3 United States v. Leipart, No. 23-0163/AF Opinion of the Court

battery, one specification of aggravated assault, and three specifications of communicating a threat. Appellant pled not guilty to the three specifications of sexual assault and two specifications of communicating a threat. Appellant pled guilty to grabbing and choking KC with his hand and arm, to holding a screwdriver to her neck, to striking her on the head with his hand, and to threatening to injure her. After the providence inquiry, the military judge accepted Appellant’s pleas. The parties then began the litigated proceedings and gave opening statements. During the defense’s opening statement, civilian trial defense counsel, Mr.

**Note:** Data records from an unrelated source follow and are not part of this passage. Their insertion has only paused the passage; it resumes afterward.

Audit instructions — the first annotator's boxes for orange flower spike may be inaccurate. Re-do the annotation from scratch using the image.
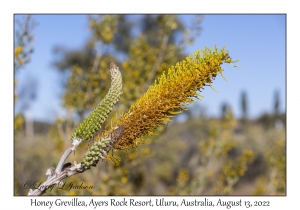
[96,48,237,150]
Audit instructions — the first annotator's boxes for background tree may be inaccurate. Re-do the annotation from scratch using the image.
[241,91,248,124]
[14,15,36,131]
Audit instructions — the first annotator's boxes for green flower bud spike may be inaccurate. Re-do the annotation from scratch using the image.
[71,61,122,144]
[81,125,125,170]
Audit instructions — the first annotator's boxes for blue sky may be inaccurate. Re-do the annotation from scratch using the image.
[15,15,286,121]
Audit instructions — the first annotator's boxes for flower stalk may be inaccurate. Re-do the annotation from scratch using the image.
[95,47,236,150]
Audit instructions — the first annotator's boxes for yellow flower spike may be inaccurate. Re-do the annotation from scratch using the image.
[96,47,238,150]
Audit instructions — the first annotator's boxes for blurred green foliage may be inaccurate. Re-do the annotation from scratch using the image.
[14,15,286,195]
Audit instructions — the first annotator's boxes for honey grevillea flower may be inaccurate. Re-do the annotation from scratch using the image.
[71,61,122,142]
[95,47,236,150]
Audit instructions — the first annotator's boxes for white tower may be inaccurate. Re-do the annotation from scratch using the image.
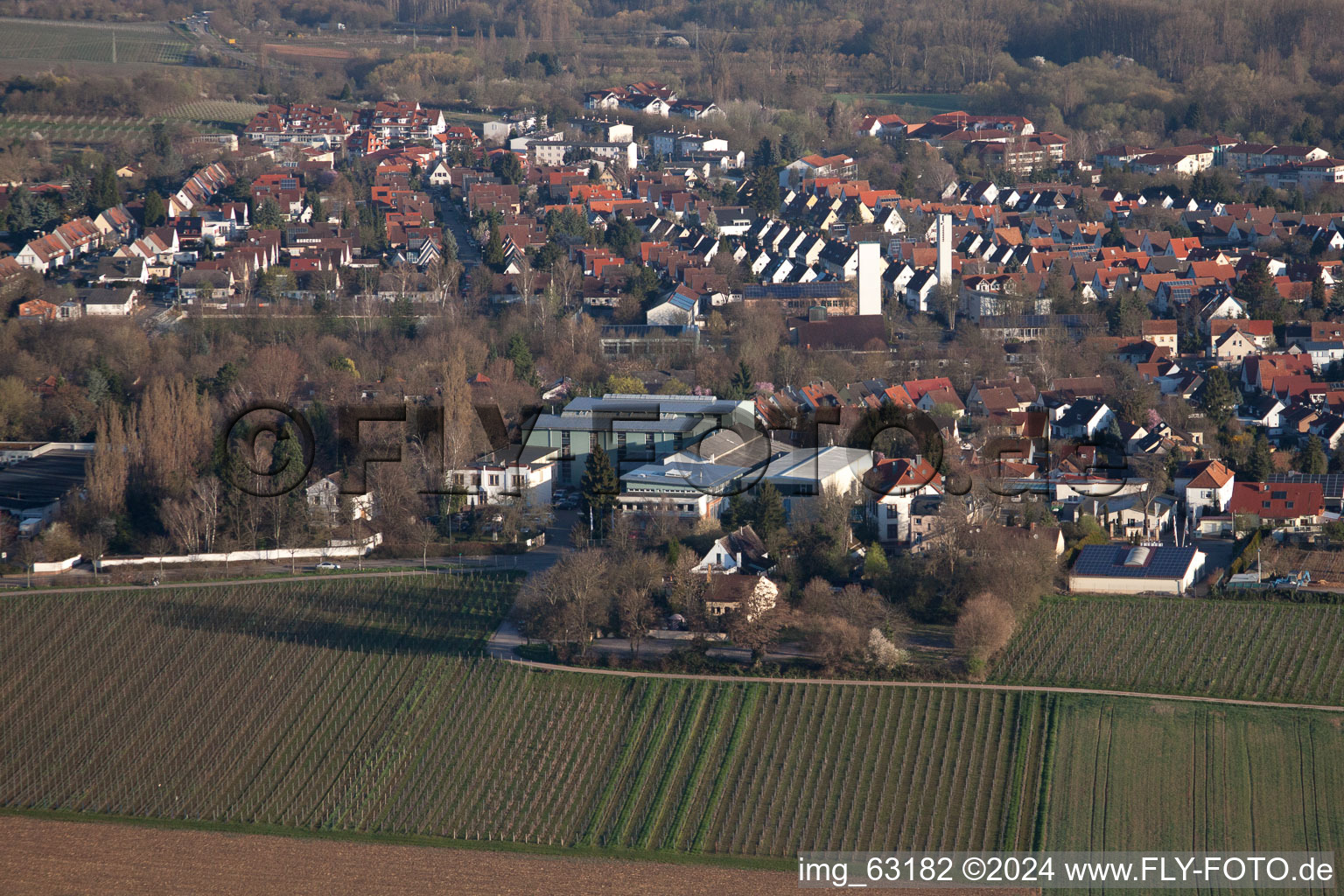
[937,215,951,286]
[859,243,882,314]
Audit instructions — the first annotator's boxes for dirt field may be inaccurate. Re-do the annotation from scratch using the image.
[0,816,1039,896]
[0,816,794,896]
[262,43,355,60]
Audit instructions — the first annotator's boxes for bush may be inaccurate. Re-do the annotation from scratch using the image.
[953,592,1018,661]
[867,628,910,669]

DC, stated: Now by 15 August, OSI is going to be involved and [KC’s] story is going to take some more turns. She’s going to tell OSI, specifically, that there was never any abuse in Missouri. The very first time OSI talks to her, in their efforts to be thorough, they ask her some detailed questions and she’s going to tell them, very specifically, [hand pounded on the table] and clearly, there was never any abuse in Missouri. Now that’s relevant, obviously, to the Additional Charge I, as four of the sexual assault allegations supposedly occurred in Missouri. In that first statement to OSI, she’s not going to report any sexual assaults, at all. Now at this point, we’re literally three— she’s had three interactions with law enforcement, at this point—a lawyer. Now then, I will note, in fairness, that the 15 August statement did in fact include statements that essentially covered the charges subject to the mixed guilty plea, for the most part. Okay. .... . . . we’re going to ask you at the end of this particular case to enter a not guilty finding as to the remaining charges and specifications. Thank you. After Mr. DC concluded his opening statement, he had the following colloquy with the military judge: MJ2: Thank you. Defense, putting back on my judge hat—

4 United States v. Leipart, No. 23-0163/AF Opinion of the Court

[DC:] Yes, sir. MJ2: —you had mentioned— .... MJ2: But you had mentioned in your opening statement about the mixed pleas, the guilty pleas, and one of the questions I was going to ask you, regardless of that, is your position—from the defense team—on consideration, or the fact-finder being aware that there has been previous guilty pleas? I think your opening statement probably answered the question, because now you’ve alerted to me in your opening statement. But, I still want to give you the opportunity to bring that up. [DC:] Yeah, I think in a mixed plea in front of a panel type fact-finder, sometimes we would have the optionality of certainly disclosing to the members the existence of the plea. I thought that it was appropriate in the opening statement here, because you’re going to hear prior inconsistent statements in impeachment, based on the 15 August statement to Ms.